Every year, I attend the MBA children’s authors breakfast. While tons of independent booksellers and some local authors and illustrators eat a continental breakfast, we listen to four children’s authors talk for 15 minutes each. Sometimes they talk about their writing process, other times (Eoin Colfer comes to mind), they simply charm the booksellers into wanting to sell their book to every person who walks through the door.
This year, I heard three authors. The fourth was stuck in Boston due to bad weather. They were John Green, Laurie Keller, and Polly Horvath. Although I enjoyed all three speakers, my favorite was Polly Horvath.
She talked about hooptedoodle (see #2 on the list) and how it applies to her new book, My One Hundred Adventures.
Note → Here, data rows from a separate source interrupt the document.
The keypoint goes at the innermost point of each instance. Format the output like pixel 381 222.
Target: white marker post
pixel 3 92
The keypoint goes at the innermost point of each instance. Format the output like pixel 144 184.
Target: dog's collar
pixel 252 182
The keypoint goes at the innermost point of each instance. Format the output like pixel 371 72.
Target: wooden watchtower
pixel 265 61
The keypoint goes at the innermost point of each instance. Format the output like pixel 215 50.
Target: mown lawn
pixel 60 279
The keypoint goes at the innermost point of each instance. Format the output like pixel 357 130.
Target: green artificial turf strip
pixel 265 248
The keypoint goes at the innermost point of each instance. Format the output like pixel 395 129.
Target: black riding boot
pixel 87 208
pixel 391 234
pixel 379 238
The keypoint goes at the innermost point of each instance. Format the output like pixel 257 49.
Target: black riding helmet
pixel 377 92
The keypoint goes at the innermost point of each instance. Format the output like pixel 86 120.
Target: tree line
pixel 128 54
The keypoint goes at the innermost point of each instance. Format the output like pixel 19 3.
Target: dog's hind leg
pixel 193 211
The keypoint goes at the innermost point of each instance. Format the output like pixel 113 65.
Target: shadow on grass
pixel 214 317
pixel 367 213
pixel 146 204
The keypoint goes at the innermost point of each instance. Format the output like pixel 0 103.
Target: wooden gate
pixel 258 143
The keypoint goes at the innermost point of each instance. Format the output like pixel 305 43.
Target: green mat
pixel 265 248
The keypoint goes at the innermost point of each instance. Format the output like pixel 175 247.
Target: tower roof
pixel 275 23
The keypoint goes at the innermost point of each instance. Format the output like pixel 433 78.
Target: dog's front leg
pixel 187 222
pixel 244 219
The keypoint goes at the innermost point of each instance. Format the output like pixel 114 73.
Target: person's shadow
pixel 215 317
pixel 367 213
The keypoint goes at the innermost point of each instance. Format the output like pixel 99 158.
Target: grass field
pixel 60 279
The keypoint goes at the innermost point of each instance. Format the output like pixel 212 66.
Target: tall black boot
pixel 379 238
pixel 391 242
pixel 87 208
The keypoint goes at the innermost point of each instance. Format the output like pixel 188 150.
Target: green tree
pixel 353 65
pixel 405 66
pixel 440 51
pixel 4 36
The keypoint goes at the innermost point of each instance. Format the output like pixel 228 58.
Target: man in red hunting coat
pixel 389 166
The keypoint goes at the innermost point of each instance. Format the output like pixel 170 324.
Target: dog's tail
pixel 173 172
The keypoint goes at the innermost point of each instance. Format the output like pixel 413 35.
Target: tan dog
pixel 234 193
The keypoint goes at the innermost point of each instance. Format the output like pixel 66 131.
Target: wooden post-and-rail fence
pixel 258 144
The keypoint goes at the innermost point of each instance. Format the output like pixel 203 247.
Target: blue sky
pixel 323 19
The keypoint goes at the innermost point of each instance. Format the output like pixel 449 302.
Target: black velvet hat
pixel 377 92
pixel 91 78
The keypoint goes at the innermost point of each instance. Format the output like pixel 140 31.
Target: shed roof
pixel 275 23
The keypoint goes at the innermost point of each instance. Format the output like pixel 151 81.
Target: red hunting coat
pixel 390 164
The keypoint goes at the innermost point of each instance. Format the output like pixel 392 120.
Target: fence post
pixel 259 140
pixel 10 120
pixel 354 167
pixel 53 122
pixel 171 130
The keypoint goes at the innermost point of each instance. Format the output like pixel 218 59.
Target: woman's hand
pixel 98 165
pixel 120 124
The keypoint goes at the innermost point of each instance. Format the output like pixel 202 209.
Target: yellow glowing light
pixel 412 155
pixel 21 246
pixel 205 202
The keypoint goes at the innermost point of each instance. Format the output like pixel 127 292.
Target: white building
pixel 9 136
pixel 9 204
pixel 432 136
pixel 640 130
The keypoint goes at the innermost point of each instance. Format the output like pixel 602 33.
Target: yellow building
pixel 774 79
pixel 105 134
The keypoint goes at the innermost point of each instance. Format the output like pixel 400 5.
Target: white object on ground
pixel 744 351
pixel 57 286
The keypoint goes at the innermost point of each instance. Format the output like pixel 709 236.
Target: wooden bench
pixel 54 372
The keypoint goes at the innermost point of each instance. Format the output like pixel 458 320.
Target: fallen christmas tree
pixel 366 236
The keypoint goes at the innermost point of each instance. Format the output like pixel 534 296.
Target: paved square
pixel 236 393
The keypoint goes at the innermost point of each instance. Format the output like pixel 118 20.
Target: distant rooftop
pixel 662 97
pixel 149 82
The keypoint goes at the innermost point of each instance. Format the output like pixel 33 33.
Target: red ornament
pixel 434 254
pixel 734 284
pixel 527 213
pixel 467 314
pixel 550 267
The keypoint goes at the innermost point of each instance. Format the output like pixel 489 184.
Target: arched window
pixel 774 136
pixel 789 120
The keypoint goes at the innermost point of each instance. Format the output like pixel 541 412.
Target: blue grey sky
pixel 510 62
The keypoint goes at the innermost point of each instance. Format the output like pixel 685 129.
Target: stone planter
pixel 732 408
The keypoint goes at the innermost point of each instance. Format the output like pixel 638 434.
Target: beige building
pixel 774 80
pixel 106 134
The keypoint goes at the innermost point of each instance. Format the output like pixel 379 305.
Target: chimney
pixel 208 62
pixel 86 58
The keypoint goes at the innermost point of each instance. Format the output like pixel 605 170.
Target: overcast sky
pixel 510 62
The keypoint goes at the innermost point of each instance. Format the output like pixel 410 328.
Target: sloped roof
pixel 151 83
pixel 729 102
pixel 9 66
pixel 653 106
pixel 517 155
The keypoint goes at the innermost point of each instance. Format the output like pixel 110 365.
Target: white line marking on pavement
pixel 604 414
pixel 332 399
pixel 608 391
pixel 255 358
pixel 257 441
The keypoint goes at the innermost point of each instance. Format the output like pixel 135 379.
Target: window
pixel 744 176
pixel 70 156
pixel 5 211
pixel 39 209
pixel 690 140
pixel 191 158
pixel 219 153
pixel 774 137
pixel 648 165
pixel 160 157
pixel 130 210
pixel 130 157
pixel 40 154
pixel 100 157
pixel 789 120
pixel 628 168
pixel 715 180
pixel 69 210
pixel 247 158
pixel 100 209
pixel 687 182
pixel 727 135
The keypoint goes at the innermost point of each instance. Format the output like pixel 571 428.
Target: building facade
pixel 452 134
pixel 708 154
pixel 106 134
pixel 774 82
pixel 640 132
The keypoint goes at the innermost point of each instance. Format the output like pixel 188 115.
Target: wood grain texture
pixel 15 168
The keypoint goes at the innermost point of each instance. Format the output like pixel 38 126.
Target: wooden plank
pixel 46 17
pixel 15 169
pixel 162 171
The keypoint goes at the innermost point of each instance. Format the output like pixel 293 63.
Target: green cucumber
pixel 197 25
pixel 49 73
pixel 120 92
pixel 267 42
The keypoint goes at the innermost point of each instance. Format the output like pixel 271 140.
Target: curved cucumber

She also told a very funny story about being in a small town for a book signing and nobody showing up. Finally, after an embarrassing, excruciating wait, one woman flew through the door, thrilled that Polly was still there. But the woman was convinced Polly was Jane Austen. The woman, who, it turns out, was on a day pass from a mental health institution, kept calling her Miss Austen. Finally, after 30 minutes, Polly interrupted to say, "Please, call me Jane."
And she told about how her mother used to read the kids the "Ballad of the Harp Weaver," "The High Tide on the Coast of Lincolnshire," and other mournful, dramatic poems. I think you can still see the impact of those poems on her work today.
I hope you all get the opportunity to hear smart, funny, honest children’s writers/illustrators speak sometime soon. It’s always a treat!